虹越え1−3−1







「暑ーっ!お袋、シャワー使うね!」

 なんだかんだで村田と喋りながら帰ったせいで、帰宅したときには夕方近くになっていた。

「いいわよ。ついでに風呂釜も掃除しちゃって!」
「えー?」

 渋谷美子の、母親らしいというか主婦っぽい《立っている者は何でも使え》的提案にぼやくが、それでもシャワーを浴びたあと素っ裸状態で風呂釜を磨いていると、兄の渋谷勝利が脱衣所に入ってきた。

「おい、有利。その辺にボールペン転がってないか?」
「風呂の中には無いだろ…って、そういや、そこの洗面台の上にあったような気がする」
「お、サンキュー」

 兄は直ぐに踵を返して出て行こうとするが、丁度掃除を終えた弟が浴室から出てくると、何の気なしに横目で様子を伺った。

『今日は…わりと元気かな?』

 それを確認するとほっと胸を撫で下ろす。ここ暫く、この確認作業は彼の習慣になっていた。

 春先の、まだ肌寒い気候の頃。

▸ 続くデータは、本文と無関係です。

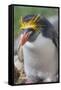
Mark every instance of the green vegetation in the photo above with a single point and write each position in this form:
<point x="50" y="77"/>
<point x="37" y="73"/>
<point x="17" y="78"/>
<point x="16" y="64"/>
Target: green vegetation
<point x="22" y="11"/>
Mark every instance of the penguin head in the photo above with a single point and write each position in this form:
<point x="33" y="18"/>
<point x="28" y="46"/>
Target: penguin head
<point x="31" y="25"/>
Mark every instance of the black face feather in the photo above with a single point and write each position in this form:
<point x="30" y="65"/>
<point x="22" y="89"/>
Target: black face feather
<point x="46" y="29"/>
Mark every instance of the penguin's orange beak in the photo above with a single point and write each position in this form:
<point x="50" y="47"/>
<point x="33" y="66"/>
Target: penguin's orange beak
<point x="24" y="38"/>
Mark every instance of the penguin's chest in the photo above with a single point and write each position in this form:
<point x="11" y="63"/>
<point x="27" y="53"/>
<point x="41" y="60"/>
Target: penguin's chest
<point x="39" y="55"/>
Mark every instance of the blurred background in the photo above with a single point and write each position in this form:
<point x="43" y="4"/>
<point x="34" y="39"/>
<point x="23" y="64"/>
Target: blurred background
<point x="23" y="11"/>
<point x="50" y="13"/>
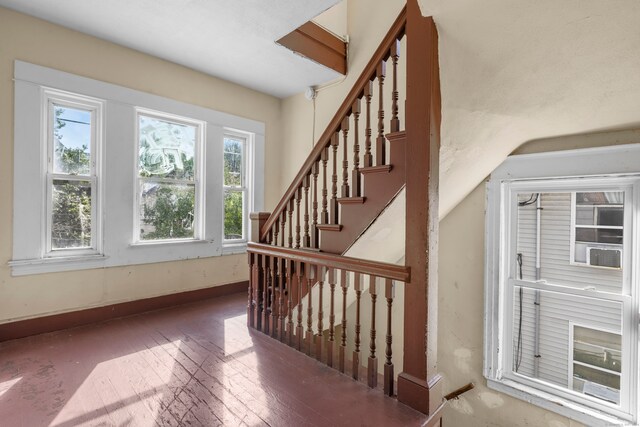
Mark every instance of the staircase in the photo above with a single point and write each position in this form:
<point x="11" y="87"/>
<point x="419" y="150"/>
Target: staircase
<point x="358" y="166"/>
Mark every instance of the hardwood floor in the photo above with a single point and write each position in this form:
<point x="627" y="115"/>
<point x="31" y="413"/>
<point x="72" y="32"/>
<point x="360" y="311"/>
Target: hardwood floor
<point x="193" y="365"/>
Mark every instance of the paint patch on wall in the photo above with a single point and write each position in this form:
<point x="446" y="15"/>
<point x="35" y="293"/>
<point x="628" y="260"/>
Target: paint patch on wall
<point x="462" y="357"/>
<point x="491" y="400"/>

ぼろぼろの衣服を脱ぎ捨てて浴室にへたり込んだまま、呆然とシャワーを浴び続けていた弟の姿が、渋谷勝利にとって結構なトラウマとなっているのだ。

 昔からおっちょこちょいで人が良くて…人を信じすぎて泣くこともある弟が、もどかしくもあり、たまらなく可愛いとも思っているのだが、そんな彼が荒涼とした瞳を見開いたまま泣くことも出来ずに蹲っていた姿は、まるで遺棄された死骸のように見えて兄を狼狽させた。一体何があったのかと、尋ねても弟は首を振るばかりで答えようとせず、それどころか、兄に詰め寄られていることにすら暫く気がつかなかったくらいだ。

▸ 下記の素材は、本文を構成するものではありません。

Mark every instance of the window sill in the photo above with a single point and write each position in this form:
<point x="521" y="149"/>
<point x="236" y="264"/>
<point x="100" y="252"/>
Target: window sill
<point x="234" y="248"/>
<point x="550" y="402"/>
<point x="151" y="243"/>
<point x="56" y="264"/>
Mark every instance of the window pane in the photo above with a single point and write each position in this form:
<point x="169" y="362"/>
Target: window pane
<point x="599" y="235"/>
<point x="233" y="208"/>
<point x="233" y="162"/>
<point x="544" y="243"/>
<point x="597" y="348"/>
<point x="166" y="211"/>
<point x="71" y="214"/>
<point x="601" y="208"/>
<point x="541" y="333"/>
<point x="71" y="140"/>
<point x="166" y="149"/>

 まさか強姦でもされたのではないかと全身くまなく見回り、触ってもみたがそれらしい痕はなく、小さな裂傷が幾つか見られただけだった。

 けれど、心に負うたその傷がいかばかりなものなのかは推察することも出来なかった。 どんなに落ち込んでも数日経てばもとの元気を取り戻すタイプなのに、何日たっても、何週間たっても弟は何処かぼうっとしていることが多く、心から笑う顔を見ることは出来なかった。

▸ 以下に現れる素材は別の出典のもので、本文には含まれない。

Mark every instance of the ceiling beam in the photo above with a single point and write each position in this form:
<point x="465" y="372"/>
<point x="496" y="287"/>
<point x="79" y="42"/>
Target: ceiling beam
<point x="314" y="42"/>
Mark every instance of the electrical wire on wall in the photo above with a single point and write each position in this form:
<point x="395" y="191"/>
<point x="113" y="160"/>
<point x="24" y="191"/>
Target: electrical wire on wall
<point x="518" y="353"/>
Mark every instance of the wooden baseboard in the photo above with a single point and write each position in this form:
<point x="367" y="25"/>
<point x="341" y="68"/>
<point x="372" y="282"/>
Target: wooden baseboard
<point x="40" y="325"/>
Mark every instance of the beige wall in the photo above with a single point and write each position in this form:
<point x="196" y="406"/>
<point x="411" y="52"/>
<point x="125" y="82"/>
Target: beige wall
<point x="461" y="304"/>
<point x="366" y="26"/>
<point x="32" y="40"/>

 しかし、それでも時間というのは有り難いもので、漸く多少は元気になってくれたらしい。

『心配かけさせやがって…この馬鹿』

 しかし、馬鹿な子ほど可愛い。実際、見てくれだって実に愛くるしいっ!と、渋谷勝利は強く確信している。何故だか学校では全くモテないと聞くが、何故なのか理解に苦しむほどだ。幾ら恰好良い系というより可愛い系とは言え、これほど可愛ければ何の文句があるというのか。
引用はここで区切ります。